Modeling of Deformable MEMS Mirrors in Modern Telescopes

Abstract

Ground based modern telescopes with AO (Adaptive Optics) are at par with the space borne telescopes in providing unprecedented quality images. Recently, deformable mirrors using MEMS (Micro-Electro-Mechanical Systems) have become a popular choice for adaptive mirrors due to various advantages. The continuous facesheet of the MEMS mirror can be modeled with the help of theory developed for thin plates [1], [2] and [3]. In this paper we discuss the modeling techniques using energy principles and variational methods [4] and [5]. For modeling and simulations we will follow the specifications of a commercially available 144 actuator continuous facesheet deformable MEMS mirror by Boston Micromachines Corporation [6]. The dynamics of this mirror is very fast and hence is neglected when compared to the rate of corrections to be applied and it is assumed that the boundaries of the mirror are simply supported. Thus our problem simplifies to that of a simply supported thin plates static under equilibrium condition.

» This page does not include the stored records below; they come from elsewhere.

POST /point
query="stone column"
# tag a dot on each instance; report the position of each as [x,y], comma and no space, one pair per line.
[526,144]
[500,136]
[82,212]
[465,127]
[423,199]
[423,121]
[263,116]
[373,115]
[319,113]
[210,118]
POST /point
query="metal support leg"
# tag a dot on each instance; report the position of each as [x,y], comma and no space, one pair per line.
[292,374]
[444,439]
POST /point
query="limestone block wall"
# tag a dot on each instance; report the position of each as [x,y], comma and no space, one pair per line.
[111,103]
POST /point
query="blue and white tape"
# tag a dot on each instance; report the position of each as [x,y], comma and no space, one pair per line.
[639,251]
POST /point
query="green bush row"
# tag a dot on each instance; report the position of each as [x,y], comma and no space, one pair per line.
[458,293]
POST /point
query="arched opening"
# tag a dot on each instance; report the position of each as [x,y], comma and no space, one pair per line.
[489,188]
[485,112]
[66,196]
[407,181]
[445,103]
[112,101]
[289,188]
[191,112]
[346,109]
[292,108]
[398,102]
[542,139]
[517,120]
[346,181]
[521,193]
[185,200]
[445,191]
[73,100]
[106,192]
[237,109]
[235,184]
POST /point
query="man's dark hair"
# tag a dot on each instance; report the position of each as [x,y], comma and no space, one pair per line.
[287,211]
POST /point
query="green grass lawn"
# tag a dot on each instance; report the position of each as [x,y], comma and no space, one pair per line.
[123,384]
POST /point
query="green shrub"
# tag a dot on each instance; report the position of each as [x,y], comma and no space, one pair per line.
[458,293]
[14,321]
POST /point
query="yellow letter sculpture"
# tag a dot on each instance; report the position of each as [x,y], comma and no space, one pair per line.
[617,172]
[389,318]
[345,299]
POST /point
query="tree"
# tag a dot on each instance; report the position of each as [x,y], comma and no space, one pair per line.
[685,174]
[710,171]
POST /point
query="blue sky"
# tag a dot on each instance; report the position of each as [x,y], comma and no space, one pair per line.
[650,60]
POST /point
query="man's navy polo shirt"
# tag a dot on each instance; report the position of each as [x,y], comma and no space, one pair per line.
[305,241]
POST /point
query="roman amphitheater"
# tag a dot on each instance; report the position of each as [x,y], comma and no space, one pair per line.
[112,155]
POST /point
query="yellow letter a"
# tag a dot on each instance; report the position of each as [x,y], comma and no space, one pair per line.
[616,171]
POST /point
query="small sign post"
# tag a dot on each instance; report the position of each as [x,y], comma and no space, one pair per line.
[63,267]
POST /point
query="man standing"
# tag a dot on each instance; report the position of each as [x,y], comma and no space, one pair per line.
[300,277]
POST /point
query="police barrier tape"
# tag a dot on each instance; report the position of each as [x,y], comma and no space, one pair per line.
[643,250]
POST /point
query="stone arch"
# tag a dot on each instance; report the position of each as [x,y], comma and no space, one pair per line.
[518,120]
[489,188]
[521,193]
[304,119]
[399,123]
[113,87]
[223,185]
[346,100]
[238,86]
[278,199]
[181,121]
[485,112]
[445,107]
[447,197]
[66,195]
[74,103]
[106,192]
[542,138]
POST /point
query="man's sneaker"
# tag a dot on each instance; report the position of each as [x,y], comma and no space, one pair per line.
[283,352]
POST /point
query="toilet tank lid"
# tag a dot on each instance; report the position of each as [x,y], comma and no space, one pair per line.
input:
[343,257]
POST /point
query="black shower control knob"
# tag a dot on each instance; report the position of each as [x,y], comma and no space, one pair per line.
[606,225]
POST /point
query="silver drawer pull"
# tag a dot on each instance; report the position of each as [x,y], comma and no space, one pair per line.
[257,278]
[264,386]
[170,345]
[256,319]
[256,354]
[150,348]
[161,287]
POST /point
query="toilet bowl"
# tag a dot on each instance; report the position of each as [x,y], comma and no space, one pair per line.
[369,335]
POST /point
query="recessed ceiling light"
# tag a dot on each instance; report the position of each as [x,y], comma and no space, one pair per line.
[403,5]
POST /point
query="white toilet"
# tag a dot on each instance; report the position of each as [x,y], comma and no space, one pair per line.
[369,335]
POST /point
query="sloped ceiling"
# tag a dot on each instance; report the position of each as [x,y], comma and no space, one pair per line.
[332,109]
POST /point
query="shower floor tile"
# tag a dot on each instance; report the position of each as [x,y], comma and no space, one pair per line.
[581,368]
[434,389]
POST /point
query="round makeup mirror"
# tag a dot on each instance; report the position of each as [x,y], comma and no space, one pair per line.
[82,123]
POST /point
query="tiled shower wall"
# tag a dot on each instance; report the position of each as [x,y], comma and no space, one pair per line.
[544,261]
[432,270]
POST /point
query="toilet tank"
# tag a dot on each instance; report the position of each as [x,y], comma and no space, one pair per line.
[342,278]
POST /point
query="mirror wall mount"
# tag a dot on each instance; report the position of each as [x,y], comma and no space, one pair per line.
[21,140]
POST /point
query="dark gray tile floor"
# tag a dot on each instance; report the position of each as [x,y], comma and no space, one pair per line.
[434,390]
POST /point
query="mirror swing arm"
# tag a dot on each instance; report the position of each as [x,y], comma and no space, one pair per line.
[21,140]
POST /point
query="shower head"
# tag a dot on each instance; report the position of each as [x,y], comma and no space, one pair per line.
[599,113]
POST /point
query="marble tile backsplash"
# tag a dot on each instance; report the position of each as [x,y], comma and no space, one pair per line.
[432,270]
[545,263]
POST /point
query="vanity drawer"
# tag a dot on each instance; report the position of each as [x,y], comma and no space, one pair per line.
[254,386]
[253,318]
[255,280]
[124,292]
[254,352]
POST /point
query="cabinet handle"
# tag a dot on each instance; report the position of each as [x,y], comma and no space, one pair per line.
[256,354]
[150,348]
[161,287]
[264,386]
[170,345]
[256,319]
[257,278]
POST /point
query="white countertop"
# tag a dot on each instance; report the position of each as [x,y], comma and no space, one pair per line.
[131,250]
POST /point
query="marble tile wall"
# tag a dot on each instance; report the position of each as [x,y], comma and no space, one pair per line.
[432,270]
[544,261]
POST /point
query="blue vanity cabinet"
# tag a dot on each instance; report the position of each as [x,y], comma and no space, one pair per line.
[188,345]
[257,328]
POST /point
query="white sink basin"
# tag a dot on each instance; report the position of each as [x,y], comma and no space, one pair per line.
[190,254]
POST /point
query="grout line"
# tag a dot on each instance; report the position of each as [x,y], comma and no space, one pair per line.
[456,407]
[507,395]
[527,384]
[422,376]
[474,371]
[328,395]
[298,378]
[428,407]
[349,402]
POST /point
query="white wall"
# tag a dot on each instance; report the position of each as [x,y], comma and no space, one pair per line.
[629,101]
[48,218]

The MEMS mirror equation under the influence of point load matrix is obtained using superposition principle and Navier solution method is used for solving the deformation matrix for a given force matrix. In the case of an AO system, first the atmospheric wavefront is measured which then gives the desired shape of the mirror. Hence the deformation matrix is known and it is required to derive the force matrix, which essentially means solving the inverse problem. If the measured wavefront has noise which is normally the case, or the transformation matrix is rank deficient, the inverse problem becomes ill-posed [7] and [8].